The ex-governor’s wife, Theresa, sister, Christine Ibori-Idie, mistress, Udoamaka Okoronkwo, and London-based solicitor Bhadresh Gohil were earlier convicted of money-laundering.
His ‘travail’ was funded by the Britain’s Department for International Development (DfID) at a cost of approximately £750,000 a year. The Metropolitan Police’s Proceeds of Corruption unit (POCU) began investigating Ibori in 2005, collaborating with the Economic and Financial Crimes Commission EFCC).
He was arrested by the EFCC in December 2007, but two years later a court in Asaba, dismissed the charges, saying there was not enough evidence. The case was reopened in April 2010; Ibori fled to Dubai United Arab Emirate (UDE) where he was detained at the request of the Metropolitan Police and extradited to the UK last April.

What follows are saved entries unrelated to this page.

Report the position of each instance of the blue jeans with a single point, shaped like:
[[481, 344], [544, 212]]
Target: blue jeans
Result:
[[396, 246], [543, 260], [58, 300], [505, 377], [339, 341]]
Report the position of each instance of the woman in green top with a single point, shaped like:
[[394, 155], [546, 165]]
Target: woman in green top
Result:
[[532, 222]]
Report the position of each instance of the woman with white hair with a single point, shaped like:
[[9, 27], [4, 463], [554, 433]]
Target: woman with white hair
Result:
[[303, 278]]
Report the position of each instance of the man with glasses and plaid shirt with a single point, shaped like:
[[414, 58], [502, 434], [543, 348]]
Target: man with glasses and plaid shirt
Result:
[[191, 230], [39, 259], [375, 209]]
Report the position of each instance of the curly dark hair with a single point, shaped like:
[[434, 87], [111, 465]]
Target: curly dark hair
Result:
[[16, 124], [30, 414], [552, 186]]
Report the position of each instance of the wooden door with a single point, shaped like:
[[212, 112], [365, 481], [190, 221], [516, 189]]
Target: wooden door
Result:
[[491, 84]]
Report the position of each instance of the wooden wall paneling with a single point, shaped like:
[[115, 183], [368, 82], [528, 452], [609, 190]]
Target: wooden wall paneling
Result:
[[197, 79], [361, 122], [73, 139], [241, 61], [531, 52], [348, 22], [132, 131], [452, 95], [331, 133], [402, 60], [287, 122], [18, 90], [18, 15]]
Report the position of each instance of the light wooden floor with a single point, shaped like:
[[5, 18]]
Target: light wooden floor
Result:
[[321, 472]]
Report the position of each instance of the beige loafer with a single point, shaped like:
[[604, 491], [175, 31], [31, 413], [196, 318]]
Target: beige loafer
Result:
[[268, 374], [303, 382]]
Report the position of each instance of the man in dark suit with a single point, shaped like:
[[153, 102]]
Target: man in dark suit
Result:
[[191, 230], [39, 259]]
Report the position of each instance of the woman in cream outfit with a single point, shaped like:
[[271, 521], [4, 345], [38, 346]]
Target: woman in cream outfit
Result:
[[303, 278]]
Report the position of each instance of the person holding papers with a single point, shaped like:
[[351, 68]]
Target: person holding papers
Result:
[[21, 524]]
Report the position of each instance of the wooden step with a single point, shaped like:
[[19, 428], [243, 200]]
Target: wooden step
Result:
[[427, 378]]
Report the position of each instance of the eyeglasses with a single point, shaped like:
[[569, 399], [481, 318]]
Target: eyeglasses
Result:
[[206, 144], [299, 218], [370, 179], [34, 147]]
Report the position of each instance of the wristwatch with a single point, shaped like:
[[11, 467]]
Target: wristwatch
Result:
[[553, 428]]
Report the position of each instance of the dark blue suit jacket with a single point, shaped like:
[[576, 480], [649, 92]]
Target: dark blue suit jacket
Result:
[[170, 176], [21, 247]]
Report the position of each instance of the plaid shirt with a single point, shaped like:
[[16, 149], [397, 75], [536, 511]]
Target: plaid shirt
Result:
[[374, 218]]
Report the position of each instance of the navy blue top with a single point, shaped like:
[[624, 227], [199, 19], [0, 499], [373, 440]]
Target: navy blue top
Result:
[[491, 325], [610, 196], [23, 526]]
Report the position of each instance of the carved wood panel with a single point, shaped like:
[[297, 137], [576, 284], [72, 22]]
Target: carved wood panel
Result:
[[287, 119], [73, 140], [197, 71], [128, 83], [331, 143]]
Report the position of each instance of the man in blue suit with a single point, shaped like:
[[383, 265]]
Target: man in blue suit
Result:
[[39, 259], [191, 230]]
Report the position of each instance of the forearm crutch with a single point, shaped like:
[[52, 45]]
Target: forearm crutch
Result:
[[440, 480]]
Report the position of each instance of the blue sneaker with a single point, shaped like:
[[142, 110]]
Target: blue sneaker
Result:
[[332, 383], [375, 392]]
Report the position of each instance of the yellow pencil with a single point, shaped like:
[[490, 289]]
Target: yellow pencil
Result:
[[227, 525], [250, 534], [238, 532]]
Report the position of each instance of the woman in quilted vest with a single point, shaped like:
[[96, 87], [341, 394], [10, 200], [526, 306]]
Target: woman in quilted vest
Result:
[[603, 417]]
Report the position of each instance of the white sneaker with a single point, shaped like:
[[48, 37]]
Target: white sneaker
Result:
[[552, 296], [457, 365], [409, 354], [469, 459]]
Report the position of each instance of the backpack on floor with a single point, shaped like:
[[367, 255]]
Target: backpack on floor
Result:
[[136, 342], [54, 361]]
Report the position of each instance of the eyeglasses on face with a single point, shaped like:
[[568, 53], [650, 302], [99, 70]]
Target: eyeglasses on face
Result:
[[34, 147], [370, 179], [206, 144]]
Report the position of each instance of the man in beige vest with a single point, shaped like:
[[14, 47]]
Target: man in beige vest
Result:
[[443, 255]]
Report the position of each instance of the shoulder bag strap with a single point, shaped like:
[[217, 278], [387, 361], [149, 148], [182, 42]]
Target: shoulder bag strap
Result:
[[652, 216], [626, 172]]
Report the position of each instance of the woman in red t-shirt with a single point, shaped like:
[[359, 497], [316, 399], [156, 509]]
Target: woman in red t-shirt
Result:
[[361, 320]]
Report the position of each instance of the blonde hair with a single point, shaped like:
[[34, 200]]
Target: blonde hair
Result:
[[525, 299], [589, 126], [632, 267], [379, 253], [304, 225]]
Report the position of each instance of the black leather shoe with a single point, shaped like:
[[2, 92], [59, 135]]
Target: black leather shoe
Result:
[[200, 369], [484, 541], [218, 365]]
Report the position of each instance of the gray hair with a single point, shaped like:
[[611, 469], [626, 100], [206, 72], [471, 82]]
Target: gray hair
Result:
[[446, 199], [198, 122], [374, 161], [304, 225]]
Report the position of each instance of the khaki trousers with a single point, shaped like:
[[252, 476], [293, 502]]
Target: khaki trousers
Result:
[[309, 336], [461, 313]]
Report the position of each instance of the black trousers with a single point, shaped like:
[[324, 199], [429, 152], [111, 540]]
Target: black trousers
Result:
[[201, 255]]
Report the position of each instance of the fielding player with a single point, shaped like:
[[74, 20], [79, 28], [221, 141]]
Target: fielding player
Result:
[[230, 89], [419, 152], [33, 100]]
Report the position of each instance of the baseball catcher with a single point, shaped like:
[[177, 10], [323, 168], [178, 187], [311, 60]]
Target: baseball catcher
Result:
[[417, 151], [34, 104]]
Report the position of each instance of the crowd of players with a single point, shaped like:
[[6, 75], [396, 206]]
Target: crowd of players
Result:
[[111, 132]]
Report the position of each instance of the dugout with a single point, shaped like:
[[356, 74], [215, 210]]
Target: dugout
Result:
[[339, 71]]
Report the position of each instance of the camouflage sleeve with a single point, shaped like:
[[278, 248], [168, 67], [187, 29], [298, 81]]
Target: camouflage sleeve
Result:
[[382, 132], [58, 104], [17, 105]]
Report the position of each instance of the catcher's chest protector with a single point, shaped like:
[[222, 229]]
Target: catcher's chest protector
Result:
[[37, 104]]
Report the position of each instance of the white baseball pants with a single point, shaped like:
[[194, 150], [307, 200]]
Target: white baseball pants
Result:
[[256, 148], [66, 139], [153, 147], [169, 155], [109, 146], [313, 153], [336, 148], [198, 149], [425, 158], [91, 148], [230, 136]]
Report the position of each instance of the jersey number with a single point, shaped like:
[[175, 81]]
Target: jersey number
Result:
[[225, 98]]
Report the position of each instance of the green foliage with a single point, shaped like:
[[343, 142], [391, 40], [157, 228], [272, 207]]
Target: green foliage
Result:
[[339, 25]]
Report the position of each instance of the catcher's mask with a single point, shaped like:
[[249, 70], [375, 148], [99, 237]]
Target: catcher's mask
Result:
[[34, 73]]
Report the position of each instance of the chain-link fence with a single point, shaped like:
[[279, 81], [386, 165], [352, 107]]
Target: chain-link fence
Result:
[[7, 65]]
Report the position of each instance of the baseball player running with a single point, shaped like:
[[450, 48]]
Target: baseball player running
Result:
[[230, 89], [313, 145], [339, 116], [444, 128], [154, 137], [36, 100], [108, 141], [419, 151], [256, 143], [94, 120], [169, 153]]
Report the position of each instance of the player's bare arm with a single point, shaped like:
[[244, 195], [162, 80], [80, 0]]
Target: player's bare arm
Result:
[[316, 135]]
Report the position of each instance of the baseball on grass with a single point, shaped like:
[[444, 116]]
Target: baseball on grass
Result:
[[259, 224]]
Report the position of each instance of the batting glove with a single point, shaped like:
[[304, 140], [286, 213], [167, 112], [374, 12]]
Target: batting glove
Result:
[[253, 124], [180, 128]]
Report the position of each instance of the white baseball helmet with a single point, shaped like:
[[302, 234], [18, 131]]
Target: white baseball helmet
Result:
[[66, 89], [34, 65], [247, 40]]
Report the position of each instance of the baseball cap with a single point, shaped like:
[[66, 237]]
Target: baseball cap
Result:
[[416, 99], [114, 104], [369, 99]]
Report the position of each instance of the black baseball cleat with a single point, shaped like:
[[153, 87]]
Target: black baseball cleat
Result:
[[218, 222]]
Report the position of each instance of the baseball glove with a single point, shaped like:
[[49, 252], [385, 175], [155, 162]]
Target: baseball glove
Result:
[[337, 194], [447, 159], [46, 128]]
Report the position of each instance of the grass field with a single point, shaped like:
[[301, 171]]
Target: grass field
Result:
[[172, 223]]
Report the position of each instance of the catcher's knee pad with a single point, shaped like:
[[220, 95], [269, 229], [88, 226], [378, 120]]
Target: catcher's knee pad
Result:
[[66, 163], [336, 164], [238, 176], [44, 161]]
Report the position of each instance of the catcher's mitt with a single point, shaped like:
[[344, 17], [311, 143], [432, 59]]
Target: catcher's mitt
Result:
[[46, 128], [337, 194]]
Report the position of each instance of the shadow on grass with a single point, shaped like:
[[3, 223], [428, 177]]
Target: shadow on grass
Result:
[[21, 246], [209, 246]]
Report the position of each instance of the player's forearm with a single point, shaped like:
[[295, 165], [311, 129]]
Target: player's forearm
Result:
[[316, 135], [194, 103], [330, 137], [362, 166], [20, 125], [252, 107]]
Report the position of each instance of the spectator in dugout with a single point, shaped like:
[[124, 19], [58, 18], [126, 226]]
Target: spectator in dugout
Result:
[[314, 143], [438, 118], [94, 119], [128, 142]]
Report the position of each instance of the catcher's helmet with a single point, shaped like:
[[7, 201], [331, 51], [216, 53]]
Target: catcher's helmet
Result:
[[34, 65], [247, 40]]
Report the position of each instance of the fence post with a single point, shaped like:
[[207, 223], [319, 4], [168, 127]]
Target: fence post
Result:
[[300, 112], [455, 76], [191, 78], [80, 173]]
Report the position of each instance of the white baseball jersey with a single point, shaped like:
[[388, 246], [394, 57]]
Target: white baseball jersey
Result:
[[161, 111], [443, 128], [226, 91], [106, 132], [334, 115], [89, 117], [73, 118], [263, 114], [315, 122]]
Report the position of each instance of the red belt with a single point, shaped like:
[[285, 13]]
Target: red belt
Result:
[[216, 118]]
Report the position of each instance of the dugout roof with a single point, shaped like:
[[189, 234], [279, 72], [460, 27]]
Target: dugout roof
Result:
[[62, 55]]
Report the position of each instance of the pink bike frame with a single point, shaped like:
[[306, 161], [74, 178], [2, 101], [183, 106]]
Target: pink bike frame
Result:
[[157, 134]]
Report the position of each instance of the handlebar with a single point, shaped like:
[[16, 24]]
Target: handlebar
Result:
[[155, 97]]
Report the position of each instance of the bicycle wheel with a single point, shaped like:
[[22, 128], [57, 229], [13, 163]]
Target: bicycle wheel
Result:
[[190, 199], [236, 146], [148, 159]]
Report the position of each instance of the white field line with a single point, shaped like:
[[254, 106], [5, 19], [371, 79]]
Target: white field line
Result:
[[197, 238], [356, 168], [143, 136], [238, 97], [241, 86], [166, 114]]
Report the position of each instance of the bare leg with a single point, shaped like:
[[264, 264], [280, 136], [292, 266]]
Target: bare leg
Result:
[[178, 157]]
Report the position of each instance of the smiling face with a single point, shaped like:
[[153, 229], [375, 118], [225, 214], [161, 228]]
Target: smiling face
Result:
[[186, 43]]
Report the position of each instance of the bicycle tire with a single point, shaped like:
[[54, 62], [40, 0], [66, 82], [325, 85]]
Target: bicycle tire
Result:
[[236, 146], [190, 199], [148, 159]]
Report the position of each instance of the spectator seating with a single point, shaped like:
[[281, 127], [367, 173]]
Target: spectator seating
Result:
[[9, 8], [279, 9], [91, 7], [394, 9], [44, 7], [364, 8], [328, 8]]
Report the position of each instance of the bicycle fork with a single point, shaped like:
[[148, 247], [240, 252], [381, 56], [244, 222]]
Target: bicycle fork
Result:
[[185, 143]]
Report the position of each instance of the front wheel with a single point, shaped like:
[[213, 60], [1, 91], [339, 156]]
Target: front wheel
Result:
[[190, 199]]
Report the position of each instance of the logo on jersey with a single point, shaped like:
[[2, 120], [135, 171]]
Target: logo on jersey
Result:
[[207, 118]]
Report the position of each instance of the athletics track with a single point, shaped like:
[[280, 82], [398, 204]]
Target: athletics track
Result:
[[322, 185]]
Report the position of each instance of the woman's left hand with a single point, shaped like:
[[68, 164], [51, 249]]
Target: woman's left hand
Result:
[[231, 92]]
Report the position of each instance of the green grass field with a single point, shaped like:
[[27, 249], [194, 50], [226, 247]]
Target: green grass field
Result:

Britain’s International Development Secretary Andrew Mitchell said: “We are committed to rooting out corruption wherever it is undermining development, and will help bring its perpetrators like Ibori to justice and return stolen funds to help the world’s poorest.
Mitchell said: “Funding investigations such as these help to recover valuable stolen funds which can be returned to Nigeria to be used for development. Doing this is making a major contribution to Nigeria’s development, on a scale far in excess of the cost of the investigation itself. It is good value for Nigeria and for the British taxpayer.”